L’extension de la taxe de 6% appliquée sur les crédits pris à l'étranger ne devrait pas compenser l'effet des hausses de taux sur la devise

Un jour après que le FMI a approuvé l’utilisation du contrôle des capitaux pour limiter les risques inflationnistes, le ministre brésilien des Finances, Guido Mantega, a annoncé cette nuit l’extension de la taxe de 6% appliquée sur les crédits pris par les banques et entreprises à l'étranger. Le délai sera désormais de deux ans, contre un an auparavant. Le but est de freiner l'entrée de dollars qui pousse le real à la hausse. La monnaie brésilienne est passée sous la barre symbolique des 1,60 pour la première fois depuis août 2008, avant de revenir à un niveau proche de 1,61 real pour un dollar après l’annonce des mesures. Le real a chuté de près de 40% en deux ans.

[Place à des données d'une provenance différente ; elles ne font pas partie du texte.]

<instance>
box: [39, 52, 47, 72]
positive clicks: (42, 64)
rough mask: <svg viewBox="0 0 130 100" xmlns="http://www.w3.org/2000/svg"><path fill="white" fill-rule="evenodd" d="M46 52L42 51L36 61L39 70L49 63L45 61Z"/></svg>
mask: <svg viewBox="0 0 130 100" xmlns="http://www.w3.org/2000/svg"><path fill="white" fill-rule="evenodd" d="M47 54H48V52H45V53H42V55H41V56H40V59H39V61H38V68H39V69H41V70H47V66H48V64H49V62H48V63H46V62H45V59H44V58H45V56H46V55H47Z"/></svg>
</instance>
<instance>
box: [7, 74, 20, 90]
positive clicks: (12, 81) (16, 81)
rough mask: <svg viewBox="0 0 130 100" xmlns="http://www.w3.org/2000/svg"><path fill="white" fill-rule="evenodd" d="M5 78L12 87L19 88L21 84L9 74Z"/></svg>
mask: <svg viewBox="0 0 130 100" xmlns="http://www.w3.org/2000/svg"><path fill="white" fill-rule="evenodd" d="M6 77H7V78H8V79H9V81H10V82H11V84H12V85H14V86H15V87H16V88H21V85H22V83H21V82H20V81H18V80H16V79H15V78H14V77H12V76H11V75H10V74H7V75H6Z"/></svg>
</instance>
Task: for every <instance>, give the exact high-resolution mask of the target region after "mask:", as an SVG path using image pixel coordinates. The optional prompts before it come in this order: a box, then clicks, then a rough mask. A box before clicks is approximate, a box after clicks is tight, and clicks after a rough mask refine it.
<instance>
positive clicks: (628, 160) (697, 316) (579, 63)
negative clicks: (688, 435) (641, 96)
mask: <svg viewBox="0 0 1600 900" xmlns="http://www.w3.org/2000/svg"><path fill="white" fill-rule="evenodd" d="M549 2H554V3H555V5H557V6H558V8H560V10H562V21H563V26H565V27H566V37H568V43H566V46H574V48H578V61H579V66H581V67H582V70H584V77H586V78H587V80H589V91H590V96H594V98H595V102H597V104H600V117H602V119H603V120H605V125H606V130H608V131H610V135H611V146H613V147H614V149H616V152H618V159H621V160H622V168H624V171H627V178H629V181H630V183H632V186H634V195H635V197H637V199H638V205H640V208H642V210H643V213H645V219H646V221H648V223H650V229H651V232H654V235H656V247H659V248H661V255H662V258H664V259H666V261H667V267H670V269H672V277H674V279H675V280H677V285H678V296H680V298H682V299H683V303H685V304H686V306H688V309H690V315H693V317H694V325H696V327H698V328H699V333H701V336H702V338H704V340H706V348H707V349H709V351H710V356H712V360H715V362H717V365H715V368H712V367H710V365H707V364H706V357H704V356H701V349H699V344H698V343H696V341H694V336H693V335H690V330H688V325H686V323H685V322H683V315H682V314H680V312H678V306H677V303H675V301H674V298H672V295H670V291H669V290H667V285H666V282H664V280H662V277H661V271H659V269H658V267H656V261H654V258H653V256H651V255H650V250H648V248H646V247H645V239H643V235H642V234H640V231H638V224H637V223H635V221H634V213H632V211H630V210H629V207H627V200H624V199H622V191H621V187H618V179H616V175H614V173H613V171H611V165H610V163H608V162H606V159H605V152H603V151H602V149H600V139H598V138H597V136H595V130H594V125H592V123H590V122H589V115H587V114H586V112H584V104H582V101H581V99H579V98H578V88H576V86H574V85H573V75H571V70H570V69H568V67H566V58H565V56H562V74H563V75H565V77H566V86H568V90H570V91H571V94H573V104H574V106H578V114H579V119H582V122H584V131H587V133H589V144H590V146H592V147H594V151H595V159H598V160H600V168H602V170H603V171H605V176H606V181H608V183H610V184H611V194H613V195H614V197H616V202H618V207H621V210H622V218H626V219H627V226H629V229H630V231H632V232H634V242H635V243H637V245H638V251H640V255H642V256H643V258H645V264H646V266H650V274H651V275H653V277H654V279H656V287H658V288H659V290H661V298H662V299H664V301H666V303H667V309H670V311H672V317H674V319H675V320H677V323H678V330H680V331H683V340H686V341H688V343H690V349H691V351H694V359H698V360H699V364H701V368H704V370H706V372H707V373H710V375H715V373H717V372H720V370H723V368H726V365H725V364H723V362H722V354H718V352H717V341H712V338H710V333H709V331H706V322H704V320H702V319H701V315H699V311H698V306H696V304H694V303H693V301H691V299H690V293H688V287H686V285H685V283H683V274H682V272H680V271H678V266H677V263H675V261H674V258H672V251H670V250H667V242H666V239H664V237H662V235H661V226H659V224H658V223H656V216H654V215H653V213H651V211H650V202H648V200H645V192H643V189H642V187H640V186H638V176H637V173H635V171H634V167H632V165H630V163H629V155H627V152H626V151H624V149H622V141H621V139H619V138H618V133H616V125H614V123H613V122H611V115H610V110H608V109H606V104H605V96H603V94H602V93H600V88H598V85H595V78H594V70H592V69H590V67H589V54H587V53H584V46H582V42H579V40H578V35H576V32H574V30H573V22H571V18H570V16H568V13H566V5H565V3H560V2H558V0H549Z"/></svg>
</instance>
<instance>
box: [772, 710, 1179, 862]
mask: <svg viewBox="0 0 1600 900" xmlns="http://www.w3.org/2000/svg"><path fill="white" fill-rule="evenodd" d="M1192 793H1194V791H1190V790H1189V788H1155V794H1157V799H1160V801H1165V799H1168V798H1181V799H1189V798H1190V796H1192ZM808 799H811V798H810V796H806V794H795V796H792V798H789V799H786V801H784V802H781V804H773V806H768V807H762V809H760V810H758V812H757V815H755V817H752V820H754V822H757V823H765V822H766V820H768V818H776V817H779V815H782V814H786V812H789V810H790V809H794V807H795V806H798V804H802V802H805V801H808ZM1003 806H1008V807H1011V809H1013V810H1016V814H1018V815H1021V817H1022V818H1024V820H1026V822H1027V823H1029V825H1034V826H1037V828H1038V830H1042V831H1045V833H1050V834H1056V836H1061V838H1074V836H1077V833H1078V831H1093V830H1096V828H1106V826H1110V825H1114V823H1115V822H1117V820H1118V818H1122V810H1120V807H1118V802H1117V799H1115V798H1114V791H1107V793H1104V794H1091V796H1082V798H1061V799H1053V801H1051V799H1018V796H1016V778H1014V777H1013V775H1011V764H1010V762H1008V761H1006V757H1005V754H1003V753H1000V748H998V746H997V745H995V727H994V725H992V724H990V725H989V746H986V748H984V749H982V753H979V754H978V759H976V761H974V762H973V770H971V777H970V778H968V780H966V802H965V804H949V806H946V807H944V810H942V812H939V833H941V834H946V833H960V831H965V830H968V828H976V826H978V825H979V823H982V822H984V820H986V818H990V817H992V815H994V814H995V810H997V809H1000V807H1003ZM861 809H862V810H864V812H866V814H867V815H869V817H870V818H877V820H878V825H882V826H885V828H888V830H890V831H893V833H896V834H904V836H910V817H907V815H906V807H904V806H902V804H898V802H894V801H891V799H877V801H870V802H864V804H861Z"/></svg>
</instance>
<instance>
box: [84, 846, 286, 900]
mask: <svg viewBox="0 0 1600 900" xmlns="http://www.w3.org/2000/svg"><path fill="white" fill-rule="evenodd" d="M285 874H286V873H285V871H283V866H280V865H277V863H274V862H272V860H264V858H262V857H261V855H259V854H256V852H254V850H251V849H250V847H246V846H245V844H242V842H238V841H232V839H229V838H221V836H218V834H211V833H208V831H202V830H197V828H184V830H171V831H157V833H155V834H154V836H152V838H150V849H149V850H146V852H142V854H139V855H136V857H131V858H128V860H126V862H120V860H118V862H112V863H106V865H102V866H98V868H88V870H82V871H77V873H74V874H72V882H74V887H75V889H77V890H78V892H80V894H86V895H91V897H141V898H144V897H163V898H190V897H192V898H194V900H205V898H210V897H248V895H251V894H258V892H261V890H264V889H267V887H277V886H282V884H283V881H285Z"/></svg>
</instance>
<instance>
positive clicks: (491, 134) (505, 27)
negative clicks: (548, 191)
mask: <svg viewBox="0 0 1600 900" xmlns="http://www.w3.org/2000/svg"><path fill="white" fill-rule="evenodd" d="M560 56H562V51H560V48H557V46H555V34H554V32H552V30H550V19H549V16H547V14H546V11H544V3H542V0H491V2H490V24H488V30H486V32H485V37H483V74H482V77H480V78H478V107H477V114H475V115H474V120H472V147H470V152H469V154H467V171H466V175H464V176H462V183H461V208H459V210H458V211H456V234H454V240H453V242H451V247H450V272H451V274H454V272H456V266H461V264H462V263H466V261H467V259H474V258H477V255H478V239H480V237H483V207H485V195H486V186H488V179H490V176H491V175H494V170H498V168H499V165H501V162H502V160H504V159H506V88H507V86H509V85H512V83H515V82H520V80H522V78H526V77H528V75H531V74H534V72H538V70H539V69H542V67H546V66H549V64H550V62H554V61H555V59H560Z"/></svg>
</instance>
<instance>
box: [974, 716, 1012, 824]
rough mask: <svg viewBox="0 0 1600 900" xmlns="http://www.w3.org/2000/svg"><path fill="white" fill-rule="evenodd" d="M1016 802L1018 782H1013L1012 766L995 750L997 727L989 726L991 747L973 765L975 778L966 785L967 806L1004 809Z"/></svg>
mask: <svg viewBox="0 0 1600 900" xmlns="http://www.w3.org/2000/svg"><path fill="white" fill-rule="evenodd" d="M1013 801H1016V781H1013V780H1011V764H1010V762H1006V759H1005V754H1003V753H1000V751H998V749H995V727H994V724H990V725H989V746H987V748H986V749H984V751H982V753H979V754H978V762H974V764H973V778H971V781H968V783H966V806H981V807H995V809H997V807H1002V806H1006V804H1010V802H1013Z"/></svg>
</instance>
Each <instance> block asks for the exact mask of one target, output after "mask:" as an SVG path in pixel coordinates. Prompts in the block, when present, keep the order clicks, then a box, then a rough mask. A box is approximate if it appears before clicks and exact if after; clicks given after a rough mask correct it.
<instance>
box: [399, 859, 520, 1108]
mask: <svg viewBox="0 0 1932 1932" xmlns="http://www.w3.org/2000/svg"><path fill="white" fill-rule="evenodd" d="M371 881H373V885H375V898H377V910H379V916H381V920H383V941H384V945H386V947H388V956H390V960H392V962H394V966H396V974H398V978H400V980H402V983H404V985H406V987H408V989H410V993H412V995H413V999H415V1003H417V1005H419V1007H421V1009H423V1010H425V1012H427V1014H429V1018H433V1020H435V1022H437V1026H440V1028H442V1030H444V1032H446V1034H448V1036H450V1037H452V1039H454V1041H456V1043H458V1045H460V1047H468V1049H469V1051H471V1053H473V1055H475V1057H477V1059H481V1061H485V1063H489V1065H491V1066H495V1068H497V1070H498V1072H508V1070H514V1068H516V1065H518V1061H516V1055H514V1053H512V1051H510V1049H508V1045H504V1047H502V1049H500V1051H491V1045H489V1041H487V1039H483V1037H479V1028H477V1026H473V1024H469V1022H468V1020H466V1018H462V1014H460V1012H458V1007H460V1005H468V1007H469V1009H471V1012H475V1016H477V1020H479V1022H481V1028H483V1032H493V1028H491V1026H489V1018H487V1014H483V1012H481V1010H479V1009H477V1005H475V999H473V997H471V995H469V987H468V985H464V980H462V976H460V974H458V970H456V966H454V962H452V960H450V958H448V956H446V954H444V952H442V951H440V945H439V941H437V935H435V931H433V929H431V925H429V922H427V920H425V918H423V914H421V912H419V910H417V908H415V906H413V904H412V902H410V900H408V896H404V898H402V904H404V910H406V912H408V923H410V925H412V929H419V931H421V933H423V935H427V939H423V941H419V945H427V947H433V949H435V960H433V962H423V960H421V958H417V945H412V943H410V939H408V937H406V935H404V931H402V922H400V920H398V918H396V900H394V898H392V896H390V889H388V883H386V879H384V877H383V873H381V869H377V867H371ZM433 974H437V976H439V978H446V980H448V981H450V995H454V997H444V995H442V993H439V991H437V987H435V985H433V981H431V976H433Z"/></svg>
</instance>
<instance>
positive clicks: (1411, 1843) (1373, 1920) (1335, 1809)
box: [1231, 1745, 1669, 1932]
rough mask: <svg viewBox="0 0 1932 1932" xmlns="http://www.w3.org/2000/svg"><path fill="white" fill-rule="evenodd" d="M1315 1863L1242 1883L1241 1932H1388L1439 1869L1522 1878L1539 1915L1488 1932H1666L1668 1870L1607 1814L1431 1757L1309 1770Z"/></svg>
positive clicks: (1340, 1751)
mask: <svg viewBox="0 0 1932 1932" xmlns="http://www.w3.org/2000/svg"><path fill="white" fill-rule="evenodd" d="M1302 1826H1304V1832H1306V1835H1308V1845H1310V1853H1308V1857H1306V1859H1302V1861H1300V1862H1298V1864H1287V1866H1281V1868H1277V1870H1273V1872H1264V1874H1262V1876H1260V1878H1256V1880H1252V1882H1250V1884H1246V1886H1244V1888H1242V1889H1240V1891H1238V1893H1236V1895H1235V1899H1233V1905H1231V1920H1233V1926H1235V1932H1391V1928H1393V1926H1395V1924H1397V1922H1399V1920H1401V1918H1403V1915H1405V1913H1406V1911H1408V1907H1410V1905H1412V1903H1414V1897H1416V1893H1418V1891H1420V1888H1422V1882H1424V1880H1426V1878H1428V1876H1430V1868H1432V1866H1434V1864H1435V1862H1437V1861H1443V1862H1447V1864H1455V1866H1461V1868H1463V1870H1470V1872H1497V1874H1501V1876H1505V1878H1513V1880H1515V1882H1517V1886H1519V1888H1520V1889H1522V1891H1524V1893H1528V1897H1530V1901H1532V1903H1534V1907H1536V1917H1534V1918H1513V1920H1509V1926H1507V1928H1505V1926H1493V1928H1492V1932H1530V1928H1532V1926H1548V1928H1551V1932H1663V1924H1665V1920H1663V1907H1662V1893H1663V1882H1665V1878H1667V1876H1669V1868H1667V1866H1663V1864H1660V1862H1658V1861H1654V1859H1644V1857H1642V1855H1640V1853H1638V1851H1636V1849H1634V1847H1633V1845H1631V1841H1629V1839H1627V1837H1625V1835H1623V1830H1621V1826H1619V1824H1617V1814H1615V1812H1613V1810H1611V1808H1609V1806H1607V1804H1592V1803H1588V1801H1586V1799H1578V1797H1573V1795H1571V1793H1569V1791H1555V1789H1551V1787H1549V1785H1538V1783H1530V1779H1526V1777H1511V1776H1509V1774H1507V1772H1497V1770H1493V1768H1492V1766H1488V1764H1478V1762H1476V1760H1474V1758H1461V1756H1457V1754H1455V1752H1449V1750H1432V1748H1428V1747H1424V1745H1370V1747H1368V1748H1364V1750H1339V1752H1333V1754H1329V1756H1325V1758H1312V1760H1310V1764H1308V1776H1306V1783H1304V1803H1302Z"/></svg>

Mettant régulièrement en cause la politique monétaire ultra accommodante des Etats-Unis et la sous-évaluation du yuan, Guido Mantega explique que «le marché international dispose de beaucoup de liquidité, il existe beaucoup de crédits avec les politiques monétaires des Etats-Unis et de l'Europe. Il y a un excès de crédits bon marché». La présidente, Dilma Rousseff, doit se rendre en Chine la semaine prochaine pour une réunion des BRIC (Brésil, Russie, Inde, Chine), alors qu’elle subit une forte pression de la part du principal syndicat brésilien, l’Union générale des travailleurs, pour faire cesser les importations de produits chinois à bas prix.

La banque centrale brésilienne a indiqué que les entrées de capitaux dans le pays ont atteint 12,7 milliards de dollars en mars, contre 7,4 milliards en février. Ils se montent à un total de 36 milliards de dollars depuis le début de l’année, soit 12 milliards de plus que pour l’ensemble de l’année dernière. Le Brésil devrait en outre attirer quelque 55 milliards en investissements directs étrangers cette année, notamment du fait de l’attractivité des ses taux d’intérêt. «Le Brésil est l’un des marchés au monde les plus attractifs grâce à ses taux d’intérêt» estime Alfredo Coutino, directeur de l’Amérique Latine chez Moody’s.

Alors qu’elle a relevé ses prévisions d'inflation pour 2011 à 5,6%, pour un objectif initial de 4,5%, la Banque centrale du Brésil devrait poursuivre le relèvement du taux Selic, à 11,75%. En poursuivant le resserrement de ses conditions monétaires, le Brésil fait clairement le choix d’accepter une appréciation du real modérée par les mesures de contrôle des capitaux, au profit de la lutte contre l’inflation.